In 1992 Barcelona was host to the Olympic Games. Ann and I were lucky enough to go to many events from our house in Pals (Costa Brave). This included the opening ceremony which was a proud celebration of Catalonia. There was a bit of flamenco and a nod to Castilian Spain but Barcelona 1992 was 99% Catalan.
Over the years we have regarded our little corner of Catalonia as a second home. We had successively two houses there over that time – though we sold the second of these a couple of years ago. We expect to continue to have a holiday at Aigua Blava (see photo) as long as we can.

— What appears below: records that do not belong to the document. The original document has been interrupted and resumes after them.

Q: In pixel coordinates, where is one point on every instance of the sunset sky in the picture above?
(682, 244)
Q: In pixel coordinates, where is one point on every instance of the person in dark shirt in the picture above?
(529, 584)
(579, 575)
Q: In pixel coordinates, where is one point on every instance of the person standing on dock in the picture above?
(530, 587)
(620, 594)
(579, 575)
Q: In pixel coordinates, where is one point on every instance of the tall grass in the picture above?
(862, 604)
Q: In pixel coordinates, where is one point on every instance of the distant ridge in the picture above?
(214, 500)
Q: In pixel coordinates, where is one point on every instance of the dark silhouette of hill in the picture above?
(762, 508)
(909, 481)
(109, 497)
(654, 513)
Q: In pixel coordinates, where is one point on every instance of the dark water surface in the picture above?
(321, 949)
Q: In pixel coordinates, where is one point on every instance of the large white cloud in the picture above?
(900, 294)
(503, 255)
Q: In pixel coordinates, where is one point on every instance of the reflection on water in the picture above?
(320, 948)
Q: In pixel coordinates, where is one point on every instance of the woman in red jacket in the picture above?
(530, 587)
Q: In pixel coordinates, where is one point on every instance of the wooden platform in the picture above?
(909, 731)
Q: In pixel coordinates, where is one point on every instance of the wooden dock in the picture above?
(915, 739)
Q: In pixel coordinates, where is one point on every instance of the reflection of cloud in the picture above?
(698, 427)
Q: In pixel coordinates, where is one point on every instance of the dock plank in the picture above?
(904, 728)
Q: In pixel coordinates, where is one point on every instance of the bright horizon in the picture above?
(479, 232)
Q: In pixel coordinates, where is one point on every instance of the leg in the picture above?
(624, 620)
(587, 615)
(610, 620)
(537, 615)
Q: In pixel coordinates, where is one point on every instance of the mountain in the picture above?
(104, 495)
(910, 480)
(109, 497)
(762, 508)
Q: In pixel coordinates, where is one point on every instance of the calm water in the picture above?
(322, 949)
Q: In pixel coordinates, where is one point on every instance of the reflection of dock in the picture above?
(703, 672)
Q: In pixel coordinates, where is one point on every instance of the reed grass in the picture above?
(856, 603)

Catalonia is different to other parts of Spain, but so is the Basque Country, Andalusia and other regions. The Catalans are very commercial – they created mass tourism in Europe on the Costa Brava and they have strong industrial, financial, marine and viniculture sectors as well as tourism. They are proud of their separate identity and have a high degree of autonomy. But some of them want more. The Basques are the same but unlike them the Catalans have never resorted to arms in their pursuit of independence.

You can make a case for Catalan independence though it is a case based on the “Take our own decisions” credo rather than there being any urgent or credible case to break away from Spain. The clarion call is “Sovereignty” – sound familiar ? The enemy is in Madrid not Brussels but the gut instinct is the same.

Nationalism is, history teaches us, that most divisive of ideologies. Anyone who grew up in Franco’s Spain should not need reminding of that. But in difficult times the nationalist appeal can be strong. The rise of Hitler would not have happened without the Wall Street crash. But proper democracy and Nationalism are incompatible. When Spain had its first free elections for generations in the late 1970s we were in Mallorca. We saw elderly people voting for the first time for forty years. The turnout was huge. They were celebrating freedom – a freedom that had continued ever since despite a few rocky moments.

The so-called Catalan independence referendum is unofficial – illegal according to the judges in Madrid. But if as is likely there is an overwhelming “Yes” vote the Catalan government has said they will declare Catalonia independent. This would be unprecedented in modern Europe. It’s a chilling prospect. It could even lead to violence – Madrid is not in a conciliatory mood and the Catalans would seem to be emboldened to act.
We live in troubled times. In extremis people seek a scapegoat and cling onto the familiar. The introspective and nationalist nonsense of Brexit is part of this. As was the rise of the SNP in Scotland. In Catalonia it’s the same. George Orwell in his “Homage to Catalonia” paid tribute to this distinctive and resourceful and cultured people. Can they come to terms with being Catalan and Spanish at the same time? Can they have joint allegiances ? Or will they decide that the two loyalties are mutually exclusive – conclude that it’s a binary choice? And plump to be Catalan not Spanish.

I’m told by my Government that because I celebrate being European as well as British my allegiances are questionable. In Catalonia I would expect to be similarly split – proud of being Catalan and proud of being Spanish. To choose is invidious and unnecessary. But the prevailing nationalist imperative of our times – from Trump, to Brexit to Barcelona may win. There is a tragedy in the making.